New Zealand's short-term domestic measures designed to lessen the negative economic and social impacts of COVID-19, including the wage subsidy scheme, appear to have helped New Zealand weather the economic storm of COVID-19 suprisingly well and the outlook ahead is one of relatively rapid recovery compared with most other countries.
The New Zealand economy is expected to achieve real GDP growth of 5.7% in 2021-22, to reach $259.6 billion. New Zealand has outperformed most economically developed nations in its containment of the outbreak of COVID-19, enabling a faster economic recovery. A low cash rate, increasing government consumption expenditure and a falling unemployment rate are expected to boost GDP growth in 2021-22.
Over the next five years, GDP in New Zealand is forecast to grow at an annualised 3.2%, to reach $287.1 billion. While government expenditure is expected to support this growth, the economy is likely to be constrained by slower growth in net migration, construction activity and household expenditure in the years immediately following the COVID-19 pandemic.
The national unemployment rate dropped under 5 percent in the December 2020 quarter and the trend is continuing to prove strong heading into 2021. The rate of unemployment in New Zealand is expected to rise by 2.7 percentage points in 2020-21 to 6.8%. The containment and near-elimination of COVID-19 in New Zealand has enabled most industries to return to normal operations, limiting a rise in unemployment. However, ongoing international travel restrictions have significantly constrained industries reliant on tourism, particularly accommodation, hospitality, sight-seeing transport and retail.

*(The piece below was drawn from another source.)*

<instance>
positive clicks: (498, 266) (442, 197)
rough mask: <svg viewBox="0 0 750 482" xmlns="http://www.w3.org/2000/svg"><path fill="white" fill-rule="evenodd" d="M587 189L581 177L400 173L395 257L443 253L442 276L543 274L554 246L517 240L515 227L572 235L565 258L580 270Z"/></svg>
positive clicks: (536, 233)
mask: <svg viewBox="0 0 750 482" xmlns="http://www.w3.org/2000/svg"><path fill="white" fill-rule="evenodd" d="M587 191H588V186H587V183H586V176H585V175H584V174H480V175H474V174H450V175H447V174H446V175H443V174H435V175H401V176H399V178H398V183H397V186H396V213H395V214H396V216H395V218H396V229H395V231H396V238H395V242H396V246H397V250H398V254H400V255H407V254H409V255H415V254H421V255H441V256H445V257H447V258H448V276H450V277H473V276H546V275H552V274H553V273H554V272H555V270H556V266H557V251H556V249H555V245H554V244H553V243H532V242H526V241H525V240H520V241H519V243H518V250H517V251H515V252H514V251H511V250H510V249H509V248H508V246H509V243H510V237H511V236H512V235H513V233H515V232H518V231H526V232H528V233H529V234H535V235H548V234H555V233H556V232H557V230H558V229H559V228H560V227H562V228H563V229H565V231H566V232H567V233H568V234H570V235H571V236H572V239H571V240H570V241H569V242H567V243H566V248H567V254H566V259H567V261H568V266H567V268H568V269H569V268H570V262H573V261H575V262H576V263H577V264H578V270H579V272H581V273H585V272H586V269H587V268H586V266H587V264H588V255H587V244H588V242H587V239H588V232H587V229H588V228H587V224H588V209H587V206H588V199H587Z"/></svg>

Unemployment is expected to improve in 2021-22, dropping by 0.9 percentage points to 5.9%. A recovery in business confidence is expected to drive an expansion of business demand for labour, creating new employment opportunities. In addition, the gradual reopening of international borders is likely to support a revival in tourism activity, enabling a rebound in employment across tourism industries.
Over the next five years, the national rate of unemployment in New Zealand is expected to decrease at an average annual rate of 0.46 percentage points through 2025-26, to a low of 4.5%. This recovery in unemployment is expected to be driven by strong monetary and fiscal stimulus, as well as the weakness of the New Zealand dollar.

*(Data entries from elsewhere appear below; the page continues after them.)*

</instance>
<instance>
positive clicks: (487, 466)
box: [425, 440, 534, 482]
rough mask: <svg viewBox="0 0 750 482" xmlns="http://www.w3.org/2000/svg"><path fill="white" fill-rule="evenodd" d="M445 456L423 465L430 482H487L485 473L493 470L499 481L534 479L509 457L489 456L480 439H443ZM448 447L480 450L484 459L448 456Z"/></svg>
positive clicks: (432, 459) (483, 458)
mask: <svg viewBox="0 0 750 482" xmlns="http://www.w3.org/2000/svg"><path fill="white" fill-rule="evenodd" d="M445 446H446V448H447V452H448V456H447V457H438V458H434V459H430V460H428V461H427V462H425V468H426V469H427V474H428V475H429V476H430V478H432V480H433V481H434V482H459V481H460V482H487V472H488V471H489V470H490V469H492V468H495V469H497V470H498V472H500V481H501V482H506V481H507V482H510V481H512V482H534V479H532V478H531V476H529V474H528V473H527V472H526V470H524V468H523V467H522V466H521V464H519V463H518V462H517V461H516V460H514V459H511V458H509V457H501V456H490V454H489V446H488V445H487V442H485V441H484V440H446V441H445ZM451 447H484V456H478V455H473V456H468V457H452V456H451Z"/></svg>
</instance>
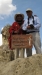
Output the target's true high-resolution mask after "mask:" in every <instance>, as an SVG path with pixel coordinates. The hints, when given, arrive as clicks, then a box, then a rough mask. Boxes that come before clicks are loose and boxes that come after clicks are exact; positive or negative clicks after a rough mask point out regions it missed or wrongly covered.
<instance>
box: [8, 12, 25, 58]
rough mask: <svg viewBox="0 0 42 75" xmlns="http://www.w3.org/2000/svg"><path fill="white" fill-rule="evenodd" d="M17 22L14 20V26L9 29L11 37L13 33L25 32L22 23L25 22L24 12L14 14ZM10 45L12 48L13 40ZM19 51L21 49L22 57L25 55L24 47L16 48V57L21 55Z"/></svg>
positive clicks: (10, 36) (14, 17) (21, 32)
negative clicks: (19, 54)
mask: <svg viewBox="0 0 42 75" xmlns="http://www.w3.org/2000/svg"><path fill="white" fill-rule="evenodd" d="M14 19H15V22H13V24H12V26H11V27H10V29H9V33H10V37H11V34H12V35H16V34H23V31H22V25H23V23H24V14H22V13H17V14H15V16H14ZM9 46H10V48H11V40H10V42H9ZM19 51H20V57H21V58H23V57H24V49H19V48H18V49H15V59H16V58H18V57H19Z"/></svg>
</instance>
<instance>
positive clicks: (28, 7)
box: [0, 0, 42, 40]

Furthermore, New Zealand has a brand new trade surplus (it is now exporting more than it imports) and this gives it some potential room to import more to invest in projects that may boost medium-term productivity. Such a strategy could help New Zealand extend its short term success in protecing the country and its citizens from COVID-19 into a medium term economic success story.
However, the road to get there is by no means straightforward. Even domestically, GDP remains nearly 4% below crisis levels and there is no near-term prospect for New Zealand's borders to re-open. This weighs on the economy in more ways than just decimating the international tourism industry in New Zealand. It also impacts on the country's ability to source new talent in key skilled industries and even the ability to simply import important materials at comprise key parts of New Zealand-based industrial value chains.

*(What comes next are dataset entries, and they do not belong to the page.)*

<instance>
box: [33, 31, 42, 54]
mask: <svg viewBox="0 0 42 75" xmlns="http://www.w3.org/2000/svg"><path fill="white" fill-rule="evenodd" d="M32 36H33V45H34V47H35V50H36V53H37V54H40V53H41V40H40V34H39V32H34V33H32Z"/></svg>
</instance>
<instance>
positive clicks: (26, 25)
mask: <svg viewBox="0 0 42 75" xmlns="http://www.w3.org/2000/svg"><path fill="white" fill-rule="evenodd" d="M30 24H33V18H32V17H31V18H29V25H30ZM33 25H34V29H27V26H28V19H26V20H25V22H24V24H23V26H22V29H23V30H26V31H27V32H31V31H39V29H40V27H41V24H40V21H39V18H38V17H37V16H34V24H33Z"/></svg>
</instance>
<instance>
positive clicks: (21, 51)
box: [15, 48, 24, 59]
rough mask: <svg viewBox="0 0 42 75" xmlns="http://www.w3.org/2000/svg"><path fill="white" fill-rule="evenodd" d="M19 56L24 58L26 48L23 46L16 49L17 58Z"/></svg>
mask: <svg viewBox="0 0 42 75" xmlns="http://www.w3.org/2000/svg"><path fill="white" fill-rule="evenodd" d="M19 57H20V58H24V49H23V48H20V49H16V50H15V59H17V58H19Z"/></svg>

In this context, ANZ has projected that the true economic recovery for New Zealand will take until mid-2022 at the earliest. But really, when it comes to predicting the long term impacts of COVID-19 on New Zealand's economy, and then on the SAR sector specifically, the most honest answer is "we don't know yet".
Either way, demand for SAR services are likely to track broadly in line with the level of outdoor recreation taking place. In some ways, we might consider increased SAR demand an indirect indicator of 'success' since it means the country is free from lockdowns, trading with other nations and hopefully eventually re-opening its borders safely.